Professeur de sculpture et de volume à l'école des Beaux-arts de Nîmes, rompu à l'expérimentation de techniques et de matériaux divers qu'il choisit le plus souvent pour leur capacité à changer d'état – liquide, solide, gazeux –, Arnaud Vasseux connaît par cœur la rhétorique classique du moulage, du positif / négatif, de la forme et de la contre forme.
L'idée du moule, technique traditionnelle de la sculpture, est à l’origine d'une série de dix pièces, chacune éditée à un exemplaire unique, produites au Centre International de Recherche sur le Verre et les Arts plastiques de Marseille en 2011.
Moulées à l'intérieur de la main, ces Creux de verre renvoient tout autant à l'outil du maître-verrier qu'au geste primaire de contenir une matière dans sa main : l'eau qui s'échappe avant d'être portée à la bouche, le sable écoulé symbolisant le temps qui passe, sur lequel nous n'avons pas de prise. Deux temporalités différentes se fondent alors dans un même objet.

JOCELYNE ALLOUCHERIE

Terre de sable 

  Jocelyne Alloucherie, Terre de sable

Issue d'une série dont les éléments peuvent être présentés en série ou individuellement, Terre de Sable associe un savoir-faire traditionnel de la photographie argentique et des techniques de pointe de l'enregistrement et de l'impression numérique. D'après le négatif argentique d'une photographie de nuage qu'elle numérise, elle tire une image très grand format sur laquelle l'artiste souffle du sable naturel du fleuve Saint-Laurent, près duquel elle vit.

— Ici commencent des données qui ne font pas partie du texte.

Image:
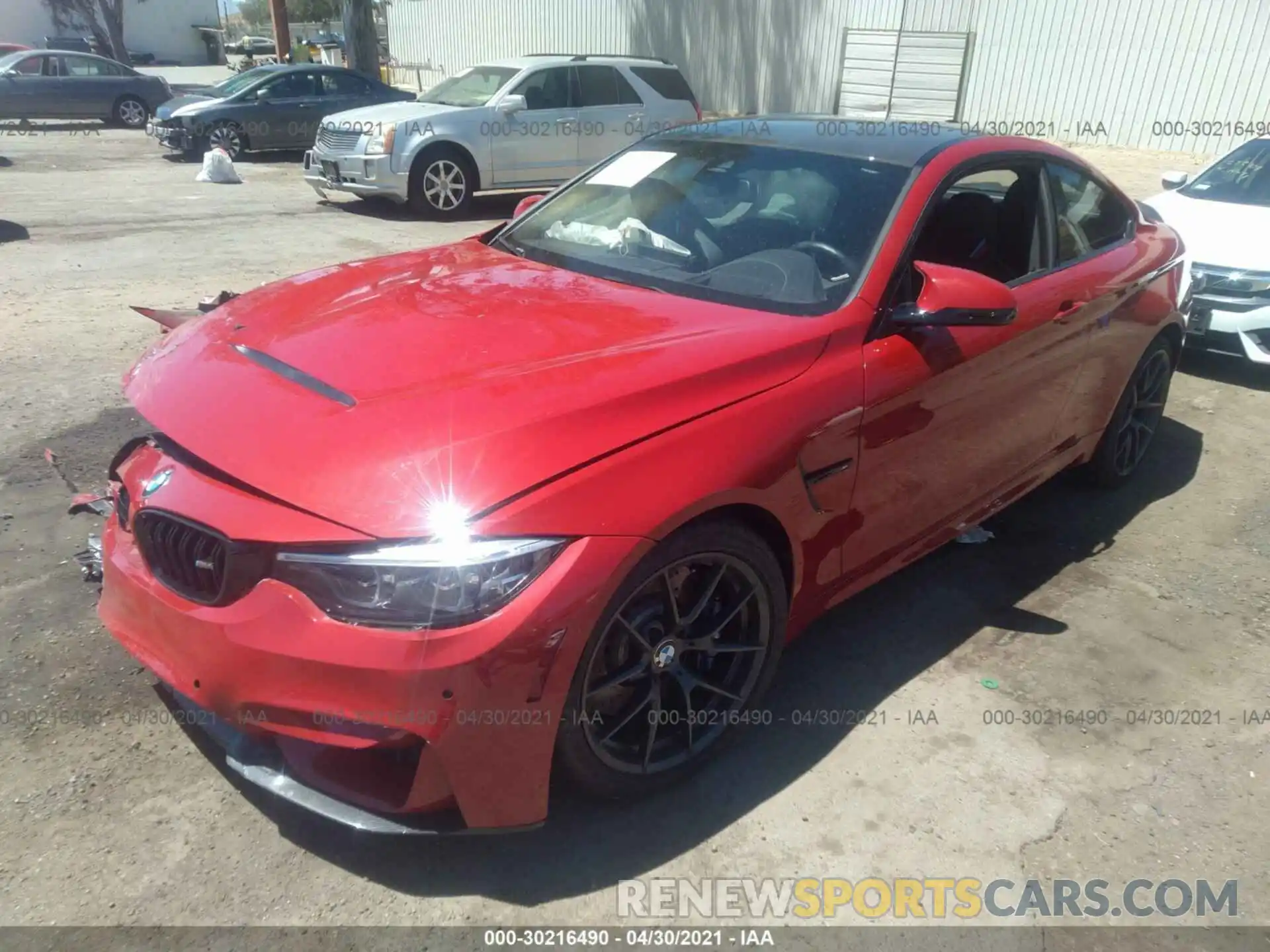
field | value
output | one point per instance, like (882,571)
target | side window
(33,66)
(83,66)
(988,221)
(1087,216)
(343,84)
(666,81)
(546,89)
(294,85)
(603,85)
(626,95)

Blanc, noir ou rouge selon les lieux de collecte, le sable est soufflé à la manière du vent qui agit sur la matière.
La composition photographie / sable est ensuite captée en haute résolution sur de très grands scanners, qui donnent l'échelle des toiles, pour obtenir l'image finale : l'image d'un dessin en principe éphémère, empreint des mouvements d'un corps mobile, fixé par l'impression numérique.
Avec Terre de Sable, le musée prolonge sa recherche sur les différentes formes de la photographie plasticienne, qui constitue un axe fort de la collection représentée par d'autres artistes, de Corinne Mercadier à Dieter Appelt.